The Chair wanted to know what mechanisms, if any, have been put in plans to forestall a recurrence of the current confusion.

Mr Ramashia pointed out that he hoped all the stakeholders have picked up the message on accurate reporting to respective constituencies. He assured members that from the government side the details of the process are a closely guarded affair since the consequences of leakages are all too familiar. He noted that some stakeholders choose to release the details to serve their own personal agenda. He singled out the disruption caused by TAC members and blamed it on skewed reporting. He cautioned stakeholders against an attempt to raise expectations of the populace based on unfounded information. He called for responsibility on the part of all parties involved.
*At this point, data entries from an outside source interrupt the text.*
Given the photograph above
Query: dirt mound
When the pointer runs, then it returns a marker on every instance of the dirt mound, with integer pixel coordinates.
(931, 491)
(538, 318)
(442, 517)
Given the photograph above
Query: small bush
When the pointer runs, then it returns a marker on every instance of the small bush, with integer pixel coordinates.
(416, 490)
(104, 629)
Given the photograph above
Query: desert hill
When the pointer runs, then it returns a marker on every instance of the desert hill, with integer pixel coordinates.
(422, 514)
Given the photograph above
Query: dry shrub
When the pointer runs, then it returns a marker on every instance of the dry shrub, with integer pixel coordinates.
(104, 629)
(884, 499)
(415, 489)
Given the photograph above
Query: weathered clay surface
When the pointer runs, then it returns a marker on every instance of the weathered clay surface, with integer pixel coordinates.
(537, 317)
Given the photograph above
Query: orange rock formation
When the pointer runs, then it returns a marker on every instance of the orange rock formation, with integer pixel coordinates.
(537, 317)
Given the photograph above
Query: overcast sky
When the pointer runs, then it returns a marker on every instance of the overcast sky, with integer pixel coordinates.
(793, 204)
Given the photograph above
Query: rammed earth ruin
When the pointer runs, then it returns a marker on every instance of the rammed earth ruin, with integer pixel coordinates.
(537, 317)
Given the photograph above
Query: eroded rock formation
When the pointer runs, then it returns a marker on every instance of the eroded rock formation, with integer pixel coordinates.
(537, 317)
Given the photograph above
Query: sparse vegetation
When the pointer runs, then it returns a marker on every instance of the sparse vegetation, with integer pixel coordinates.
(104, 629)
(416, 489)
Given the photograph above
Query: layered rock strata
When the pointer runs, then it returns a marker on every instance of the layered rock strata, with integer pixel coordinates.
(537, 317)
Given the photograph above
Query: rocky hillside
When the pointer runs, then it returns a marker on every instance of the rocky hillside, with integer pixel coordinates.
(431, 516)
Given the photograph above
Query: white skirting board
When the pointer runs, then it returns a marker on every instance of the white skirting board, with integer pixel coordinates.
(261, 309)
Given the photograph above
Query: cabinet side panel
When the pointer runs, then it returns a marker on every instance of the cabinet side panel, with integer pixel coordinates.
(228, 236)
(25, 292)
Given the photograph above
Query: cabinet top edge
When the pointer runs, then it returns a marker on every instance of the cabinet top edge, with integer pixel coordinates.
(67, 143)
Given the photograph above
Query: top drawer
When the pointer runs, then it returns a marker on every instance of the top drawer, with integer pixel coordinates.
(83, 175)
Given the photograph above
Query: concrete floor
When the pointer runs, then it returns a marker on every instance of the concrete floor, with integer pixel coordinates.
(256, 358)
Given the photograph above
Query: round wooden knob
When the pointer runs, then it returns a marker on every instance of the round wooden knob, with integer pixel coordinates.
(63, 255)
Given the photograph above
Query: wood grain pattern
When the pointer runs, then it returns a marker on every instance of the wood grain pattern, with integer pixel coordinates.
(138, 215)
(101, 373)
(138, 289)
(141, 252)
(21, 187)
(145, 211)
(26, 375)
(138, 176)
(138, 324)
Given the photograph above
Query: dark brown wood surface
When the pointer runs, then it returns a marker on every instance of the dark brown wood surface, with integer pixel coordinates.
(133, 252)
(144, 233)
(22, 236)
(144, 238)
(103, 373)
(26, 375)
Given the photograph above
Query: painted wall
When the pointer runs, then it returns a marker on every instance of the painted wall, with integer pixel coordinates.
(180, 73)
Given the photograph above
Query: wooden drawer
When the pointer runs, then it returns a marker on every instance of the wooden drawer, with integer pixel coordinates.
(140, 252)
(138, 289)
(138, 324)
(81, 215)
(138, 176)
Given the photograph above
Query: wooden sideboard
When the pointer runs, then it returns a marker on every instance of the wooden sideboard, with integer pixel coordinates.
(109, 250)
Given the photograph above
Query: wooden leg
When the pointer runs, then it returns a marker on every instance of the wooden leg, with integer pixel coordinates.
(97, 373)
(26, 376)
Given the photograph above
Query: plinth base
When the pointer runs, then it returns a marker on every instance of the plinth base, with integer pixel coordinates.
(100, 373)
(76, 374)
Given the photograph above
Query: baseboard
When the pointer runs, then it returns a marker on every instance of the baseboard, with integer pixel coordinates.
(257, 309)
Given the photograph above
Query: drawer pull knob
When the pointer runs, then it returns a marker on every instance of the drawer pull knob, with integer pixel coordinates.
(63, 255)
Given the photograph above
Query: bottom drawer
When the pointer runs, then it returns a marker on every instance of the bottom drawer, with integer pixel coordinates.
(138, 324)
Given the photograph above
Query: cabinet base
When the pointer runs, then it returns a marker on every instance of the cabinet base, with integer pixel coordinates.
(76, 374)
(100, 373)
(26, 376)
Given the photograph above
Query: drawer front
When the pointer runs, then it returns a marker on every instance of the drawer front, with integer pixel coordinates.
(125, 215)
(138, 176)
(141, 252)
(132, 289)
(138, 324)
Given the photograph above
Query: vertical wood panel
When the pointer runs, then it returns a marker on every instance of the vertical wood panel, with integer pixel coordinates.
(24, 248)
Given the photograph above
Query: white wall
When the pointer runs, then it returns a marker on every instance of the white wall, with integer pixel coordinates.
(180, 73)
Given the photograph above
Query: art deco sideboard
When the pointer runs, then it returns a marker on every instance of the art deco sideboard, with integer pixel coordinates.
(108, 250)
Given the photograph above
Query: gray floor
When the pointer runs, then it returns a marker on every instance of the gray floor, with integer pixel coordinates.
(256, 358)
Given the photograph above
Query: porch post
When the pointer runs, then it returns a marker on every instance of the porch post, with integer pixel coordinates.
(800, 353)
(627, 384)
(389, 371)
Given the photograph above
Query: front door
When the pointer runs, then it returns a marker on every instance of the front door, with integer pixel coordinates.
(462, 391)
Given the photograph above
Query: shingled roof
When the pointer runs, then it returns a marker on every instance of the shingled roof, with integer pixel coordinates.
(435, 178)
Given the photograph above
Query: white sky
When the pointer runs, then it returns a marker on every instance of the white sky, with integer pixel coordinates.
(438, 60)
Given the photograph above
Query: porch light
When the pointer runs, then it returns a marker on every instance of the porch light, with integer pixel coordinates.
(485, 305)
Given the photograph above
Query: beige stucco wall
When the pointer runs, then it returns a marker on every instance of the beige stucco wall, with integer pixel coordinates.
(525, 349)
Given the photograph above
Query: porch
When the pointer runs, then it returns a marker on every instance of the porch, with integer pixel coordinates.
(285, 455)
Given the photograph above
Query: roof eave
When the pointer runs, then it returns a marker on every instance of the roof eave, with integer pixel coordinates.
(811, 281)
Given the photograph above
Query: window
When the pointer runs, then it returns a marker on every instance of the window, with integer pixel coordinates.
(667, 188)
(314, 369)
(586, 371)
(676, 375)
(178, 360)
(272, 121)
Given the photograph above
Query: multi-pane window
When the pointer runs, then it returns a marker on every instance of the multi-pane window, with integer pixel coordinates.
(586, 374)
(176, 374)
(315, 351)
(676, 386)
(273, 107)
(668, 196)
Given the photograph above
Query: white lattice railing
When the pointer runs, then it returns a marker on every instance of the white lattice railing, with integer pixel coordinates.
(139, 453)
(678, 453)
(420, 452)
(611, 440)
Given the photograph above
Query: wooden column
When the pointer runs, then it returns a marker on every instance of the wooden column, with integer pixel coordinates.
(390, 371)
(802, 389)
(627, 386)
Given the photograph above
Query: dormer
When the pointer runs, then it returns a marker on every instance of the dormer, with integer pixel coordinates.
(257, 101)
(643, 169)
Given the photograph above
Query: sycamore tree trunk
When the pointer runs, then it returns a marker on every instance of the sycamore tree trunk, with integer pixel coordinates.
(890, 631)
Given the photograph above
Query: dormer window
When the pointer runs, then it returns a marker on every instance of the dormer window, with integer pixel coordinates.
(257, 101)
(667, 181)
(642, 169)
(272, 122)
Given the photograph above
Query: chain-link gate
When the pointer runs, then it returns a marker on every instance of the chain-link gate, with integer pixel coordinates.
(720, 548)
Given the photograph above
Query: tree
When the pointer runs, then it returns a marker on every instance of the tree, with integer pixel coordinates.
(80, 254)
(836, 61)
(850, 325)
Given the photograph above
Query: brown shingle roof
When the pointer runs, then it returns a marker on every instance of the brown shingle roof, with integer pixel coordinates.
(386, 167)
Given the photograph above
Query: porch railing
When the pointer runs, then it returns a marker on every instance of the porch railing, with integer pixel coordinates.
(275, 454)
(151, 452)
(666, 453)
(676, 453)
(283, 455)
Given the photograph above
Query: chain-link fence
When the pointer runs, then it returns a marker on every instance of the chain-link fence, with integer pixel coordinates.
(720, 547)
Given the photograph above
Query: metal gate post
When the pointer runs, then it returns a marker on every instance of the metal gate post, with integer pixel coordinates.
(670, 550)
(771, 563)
Dr Jassat (ANC) suggested that in the light of these proceedings, it was appropriate for the Committee to issue a press statement to set the record straight.

The Chair rejected this suggestion noting that members of the press were around for that purpose and that the Committee should focus on its work.

Ms Malumise said that a member of the media had requested her to ask a question on his behalf.

The Chair wondered whether Ms. Malumise had become an agent of the media and cautioned that such a maneuver has its own inherent dangers. He however allowed the member to pose the question.

Ms. Malumise said that in view of the Chair's cautionary remark she has decided to withdraw the question.

Ms. Jacobus (ANC) called on members to try and engage all stakeholders in order to understand and challenge them on their viewpoints.

The Chair noted that it was distressing to deal with certain constituency representatives who came with ideas cast in stone and were unmoved even when confronted by glaring facts to the contrary. He expressed the frustration of the Committee in that whenever an issue has been discussed such groups go to the press and say something completely the opposite.

The Chair thanked the presenters for the way they had handled issues in a frank and focused manner and not become mired in emotional outburst, as is often the case when such sensitive issues are discussed. The meeting was then called to a close.